La audiencia más reciente, celebrada ayer, volvió a suspenderse luego de más de tres horas de debate motivado por una solicitud del abogado Carlos Moreno, representante de Altagracia Guillén Calzado. Moreno pidió tiempo adicional para acceder a documentos y actas, argumentando la necesidad de “estar mejor preparado para asumir una buena defensa” a favor de su clienta, quien fungió como excoordinadora en la Dirección Administrativa y Financiera de la Procuraduría General de la República durante la gestión de Rodríguez.
La petición de Moreno se originó a raíz de la reciente fusión del expediente de Guillén Calzado con el del exprocurador, decisión tomada por las magistradas Claribel Nivar, Clara Castillo y Yissell Soto, integrantes del Segundo Tribunal Colegiado del Distrito Nacional. Guillén había sido separada previamente del proceso por el juez de instrucción Amauri Martínez debido a alegatos de salud, medida que buscaba evitar retrasos en la causa principal contra Rodríguez. La vuelta a integrar ambos expedientes elevó la complejidad y la necesidad de revisión por parte de la defensa.
El nuevo aplazamiento del juicio ha quedado fijado para el 11 de febrero a las 9:00 de la mañana, dilatando aún más la apertura del proceso de fondo. Según recoge el Periódico Hoy, esta es la sexta ocasión en la que la audiencia de fondo se difiere desde la fecha original.

Durante la sesión, también se discutió la presencia o no de la acusación contra la empresa Fire Control Systems dentro del expediente matriz que involucra al exprocurador, asunto que se mantiene sin resolución definitiva y contribuye a la prolongación del caso principal.
Voces de la defensa, como la abogada Ingrid Hidalgo, se opusieron al diferimiento de la audiencia, advirtiendo que si el tribunal accedía al aplazamiento, solicitaría la separación del expediente de su representado, Jonnathan Joel Rodríguez Imbert, exdirector administrativo de la Procuraduría. El argumento de Hidalgo y de otros abogados que rechazan el retardo es que la dilación para integrar a la defensa de Guillén sólo agrava la demora para el inicio formal del juicio.
La presidenta del tribunal, Claribel Nivar, interpeló a los presentes sobre la dinámica del caso con una declaración enfática: “Aquí no podemos ir en un hoy me fusiono, mañana me desgloso; aquí cada uno de los integrantes tiene que asumir su responsabilidad de este caso, porque el tribunal, cuando tenga que separar hasta la mitad del proceso y quedarse con uno, lo va a hacer, de eso no tengan duda… Mientras, vamos a permitir que los que se integraron de forma novedosa puedan reestructurar su mecanismo de defensa”, cita el Periódico Hoy.
Frente a la acumulación de incidentes y estrategias dilatorias por parte de las diferentes defensas, la jueza Yissell Soto instó a los representantes de todas las partes a contribuir con el avance del proceso, evitando trabas que perpetúen la inactividad judicial sobre un expediente que ya suma casi dos años de inercia desde la superación de la fase de instrucción.

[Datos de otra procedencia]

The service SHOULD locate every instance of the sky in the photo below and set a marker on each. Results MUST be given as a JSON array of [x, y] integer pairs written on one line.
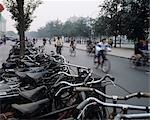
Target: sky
[[57, 9]]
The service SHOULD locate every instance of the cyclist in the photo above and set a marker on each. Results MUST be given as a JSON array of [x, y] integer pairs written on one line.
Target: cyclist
[[73, 45], [44, 41], [58, 45], [100, 50]]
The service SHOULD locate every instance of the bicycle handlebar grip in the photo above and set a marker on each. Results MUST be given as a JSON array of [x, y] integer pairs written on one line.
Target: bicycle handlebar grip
[[111, 77], [144, 94], [82, 104], [83, 89]]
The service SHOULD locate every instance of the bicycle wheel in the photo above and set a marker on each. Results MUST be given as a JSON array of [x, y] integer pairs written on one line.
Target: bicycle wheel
[[93, 112], [106, 66]]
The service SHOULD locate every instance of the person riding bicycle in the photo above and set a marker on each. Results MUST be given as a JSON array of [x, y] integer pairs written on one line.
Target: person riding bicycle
[[58, 45], [44, 41], [139, 47], [73, 45], [100, 50]]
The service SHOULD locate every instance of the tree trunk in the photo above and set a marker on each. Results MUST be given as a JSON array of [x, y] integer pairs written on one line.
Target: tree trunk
[[120, 41], [115, 41], [21, 26]]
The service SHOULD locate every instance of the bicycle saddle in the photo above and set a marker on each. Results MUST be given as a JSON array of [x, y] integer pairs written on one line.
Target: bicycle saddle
[[29, 64], [21, 74], [32, 94], [36, 75], [30, 108]]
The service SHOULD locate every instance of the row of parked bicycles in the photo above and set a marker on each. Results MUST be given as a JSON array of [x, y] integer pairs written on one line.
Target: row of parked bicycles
[[41, 86]]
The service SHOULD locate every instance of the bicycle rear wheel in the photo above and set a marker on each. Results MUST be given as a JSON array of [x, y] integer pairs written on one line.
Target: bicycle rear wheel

Por su parte, la titular de la Procuraduría de Persecución a la Corrupción Administrativa (Pepca), Mirna Ortiz, expresó la fatiga institucional ante la reiteración de incidentes, señalando: “Trato de que me cambien la silla por una más cómoda para poder aguantar lo que viene en este proceso”, en alusión a que se trata “del mismo caso, de las mismas pruebas y de la misma acusación”.
El aplazamiento alarga una causa judicial que, según los magistrados, requiere asumir responsabilidades procesales y evitar más separaciones o integraciones que compliquen la ya extensa espera para el esclarecimiento del presunto fraude de más de 6,000 millones de pesos en la administración pública.